The two men barely knew each other–they met in passing at my wedding–but their legends crossed in me. Though my father wasn't much for advice, he offered one pearl just before I got married: "Never let your father-in-law see you lying down," went his wisdom. Sloth was the enemy, you see. No father needed to see the man to whom his daughter has plighted her troth sacked out on the couch, watching the game. It sounded right, and God knows I didn't want Lee to know the slacker truth about me. So for a few years, whenever I was at the Friedmans' house, sacked out on the couch, watching the game, I'd jump up if I heard someone coming and act as if I was just on my way to the hardware store to get some caulk to fix the shower. But slowly it dawned on me that Lee was a different kind of father. He would sit and watch the game with you. For him, I didn't have to prove my worthiness; I was prequalified because his daughter loved me. He wasn't passing judgment, just honoring his daughter's. He wasn't the center of the universe, you were.

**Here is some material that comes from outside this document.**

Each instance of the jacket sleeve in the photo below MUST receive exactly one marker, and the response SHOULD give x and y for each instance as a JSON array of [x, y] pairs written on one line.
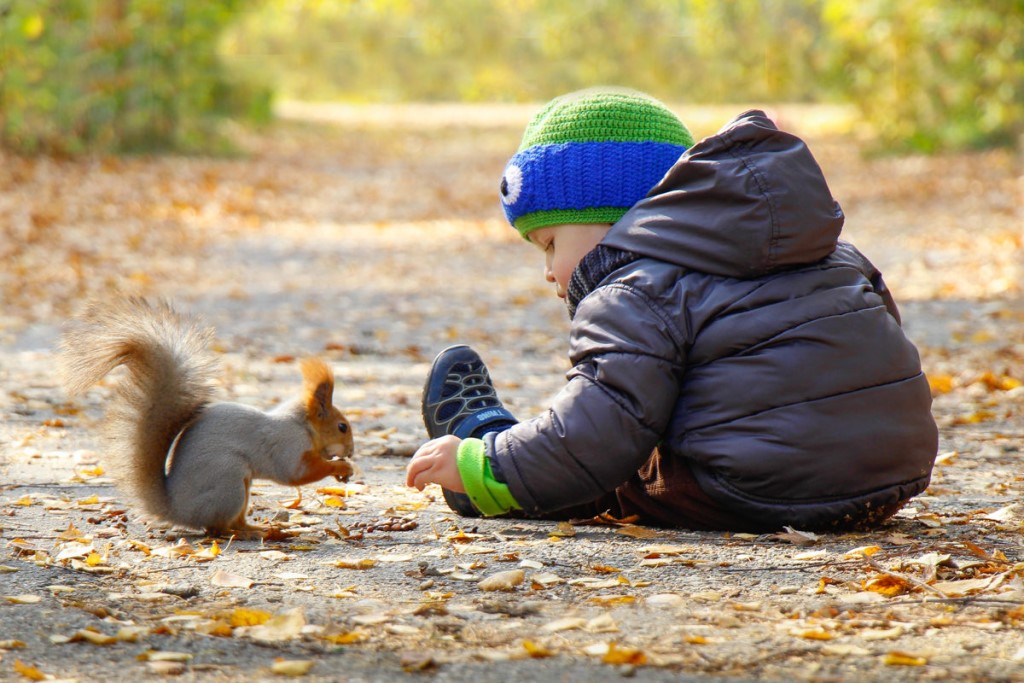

There were a million differences in temperament between the two men, but they shared two chivalric traits. First, I never heard either of them complain. Not once, not through the toughest times. Either suck it up or fix the problem. And second, they did what men do best, which is put themselves at the service of women and children. End of story. Period. I said end of story, pal. Not long ago, I visited my father-in-law in the hospital. He was immobilized in a wheelchair and could barely speak, and yet his first words were somehow crystal clear: "Hey, kid, how ya doing?"

If you can resemble either of these guys at all, go forth and polish up the world, my brother. Don't try to be both of them. After all, you're just a man, freighted with the weakness to which flesh is heir. But remember the challenging puzzle at the heart of paternity and the only thing I know for dead-solid-sure about being a dad: Sometimes kids need a man who's big, who can fill their sails with his hope and his joy, who can entrain them with his taste for life. Kids need a sense that the world is open to them, that they're worthy of it all and, most especially, of receiving big love. But just as often, kids need a man with the courage to be small, who will defer to their ways and respect their strategies, who will be quiet and calm and just there as they find their footing and gingerly work their way toward their destiny. It's tough to know when to break out your inner O'Neill and when to feature the Friedman within, but consider this guiding idea:

When it feels as if your child needs the exuberance of a man in full, challenge the thought with the opposite possibility, that he needs the serenity of a man in quiet command. And vice versa. Your heart will find the sweet balance of being Dad.